To illustrate this point, one need look no further than the Webster Dictionary. For example, in the early nineteenth century edition, a unicorn is simply described as     “an animal with one horn”.  In fact, the term was most often used during that time to describe a rhinoceros or rhino. Only in more modern editions are unicorns described as “mystical” or “mythical” animals. Even famed travelers from long ago, such as Marco Polo, mentioned seeing unicorns in their writings. But the descriptions given were not that of the now popularized mystical horse creature, but that of a buffalo or bull like creature, with the feet of an elephant, and a single large horn in the middle of their forehead. Sounds more like a rhino than a horse to me. The aforementioned Marco Polo described them as “very ugly brutes to look at.”
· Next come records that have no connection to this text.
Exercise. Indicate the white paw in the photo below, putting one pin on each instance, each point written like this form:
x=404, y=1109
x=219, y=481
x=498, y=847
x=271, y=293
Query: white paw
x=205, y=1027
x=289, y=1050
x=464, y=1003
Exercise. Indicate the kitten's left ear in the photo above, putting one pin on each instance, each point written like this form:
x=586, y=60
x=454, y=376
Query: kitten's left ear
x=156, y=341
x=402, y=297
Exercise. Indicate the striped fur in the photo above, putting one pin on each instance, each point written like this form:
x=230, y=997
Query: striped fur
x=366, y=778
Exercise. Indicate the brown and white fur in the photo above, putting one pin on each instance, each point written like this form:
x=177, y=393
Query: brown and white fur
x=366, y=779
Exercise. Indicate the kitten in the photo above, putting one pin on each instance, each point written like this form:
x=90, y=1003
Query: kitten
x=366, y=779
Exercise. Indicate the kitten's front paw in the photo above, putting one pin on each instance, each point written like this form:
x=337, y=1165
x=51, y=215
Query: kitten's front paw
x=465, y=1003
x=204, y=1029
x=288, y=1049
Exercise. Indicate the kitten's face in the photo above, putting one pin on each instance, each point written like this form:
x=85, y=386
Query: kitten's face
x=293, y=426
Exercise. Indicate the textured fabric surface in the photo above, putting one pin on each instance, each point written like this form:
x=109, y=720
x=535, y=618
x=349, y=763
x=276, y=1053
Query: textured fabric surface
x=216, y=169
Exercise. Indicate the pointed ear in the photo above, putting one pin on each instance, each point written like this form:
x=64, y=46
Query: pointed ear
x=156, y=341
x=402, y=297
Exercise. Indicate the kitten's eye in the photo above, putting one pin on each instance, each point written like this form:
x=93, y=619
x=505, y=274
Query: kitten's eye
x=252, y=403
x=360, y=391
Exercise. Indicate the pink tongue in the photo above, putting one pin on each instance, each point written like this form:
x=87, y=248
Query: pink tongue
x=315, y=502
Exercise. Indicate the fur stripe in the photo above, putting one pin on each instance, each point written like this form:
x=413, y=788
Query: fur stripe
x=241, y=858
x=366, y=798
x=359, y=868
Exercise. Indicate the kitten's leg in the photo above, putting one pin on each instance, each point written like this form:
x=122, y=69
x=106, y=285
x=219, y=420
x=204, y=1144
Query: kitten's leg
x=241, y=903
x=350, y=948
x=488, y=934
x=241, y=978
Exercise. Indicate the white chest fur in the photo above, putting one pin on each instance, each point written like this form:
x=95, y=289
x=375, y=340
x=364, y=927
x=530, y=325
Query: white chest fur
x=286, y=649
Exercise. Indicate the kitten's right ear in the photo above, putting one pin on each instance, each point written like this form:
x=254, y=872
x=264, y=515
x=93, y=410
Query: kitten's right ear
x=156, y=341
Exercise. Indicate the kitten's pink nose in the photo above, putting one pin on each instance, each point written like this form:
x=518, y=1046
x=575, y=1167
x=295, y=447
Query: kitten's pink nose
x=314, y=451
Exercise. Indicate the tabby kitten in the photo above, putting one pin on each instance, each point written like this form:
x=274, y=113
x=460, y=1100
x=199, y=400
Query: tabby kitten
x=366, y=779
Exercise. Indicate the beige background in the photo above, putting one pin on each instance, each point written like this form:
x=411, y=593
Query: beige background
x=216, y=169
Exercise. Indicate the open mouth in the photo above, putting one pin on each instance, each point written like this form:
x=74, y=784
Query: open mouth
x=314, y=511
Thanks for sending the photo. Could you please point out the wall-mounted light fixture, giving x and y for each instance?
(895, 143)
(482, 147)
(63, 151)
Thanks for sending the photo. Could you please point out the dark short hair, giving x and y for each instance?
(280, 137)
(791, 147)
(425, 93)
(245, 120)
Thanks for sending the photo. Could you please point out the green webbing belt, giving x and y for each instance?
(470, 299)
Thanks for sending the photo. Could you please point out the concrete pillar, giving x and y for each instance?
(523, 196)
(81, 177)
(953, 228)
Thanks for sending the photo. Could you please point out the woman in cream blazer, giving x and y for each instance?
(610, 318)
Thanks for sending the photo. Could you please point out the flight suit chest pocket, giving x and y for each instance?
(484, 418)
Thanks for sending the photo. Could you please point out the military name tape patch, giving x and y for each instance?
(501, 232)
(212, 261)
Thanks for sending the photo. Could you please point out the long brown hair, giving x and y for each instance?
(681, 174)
With that in mind, here are the facts on the biblical reference to unicorns. The actual Hebrew word is “reem”, which roughly means “a horned animal” or “cattle”. Therefore, when the King James Bible was produced in the early seventeenth century, the translators, without a clear-cut English translation, selected the word unicorn as the best translation for “a horned animal” which they viewed as referring to a single horned animal. Modern translators do not agree the word exclusively means a single horned animal but that “a horned animal” can simply mean an animal with horns, whether one or two. That is why modern English translations render the Hebrew word “reem” as “wild ox”. Therefore, while linguistic experts cannot conclusively say how many horns the biblical “reem” had, it’s clear that the animal in question was a powerful animal possessing one or two strong horns. In other words, it was NOT the fantastical and mythical flying horse-like creature popularized in art and modern films.

In conclusion, such cynical critics that mock the Bible for its reference to unicorns, are mischaracterizing the facts and perpetuating a falsehood.  Whether this is deliberate or simply ignorant on their part, God only knows. But I’ll give them the benefit of the doubt and just assume ignorance. The facts as discussed in this post are this, the Hebrew word “reem” was translated in older English as “unicorn”, but did NOT carry with it the modern mystical animal definition we think of today. In earlier times, a unicorn simply meant a single horned animal, such as a rhinoceros. Furthermore, modern linguist do not even believe the term “reem” means a “single horned animal,” and therefore render the term as “wild ox” in modern English translations. Those are the facts, to those at least to whom facts still matter.

Thank you for reading, I hope some may have found this post insightful.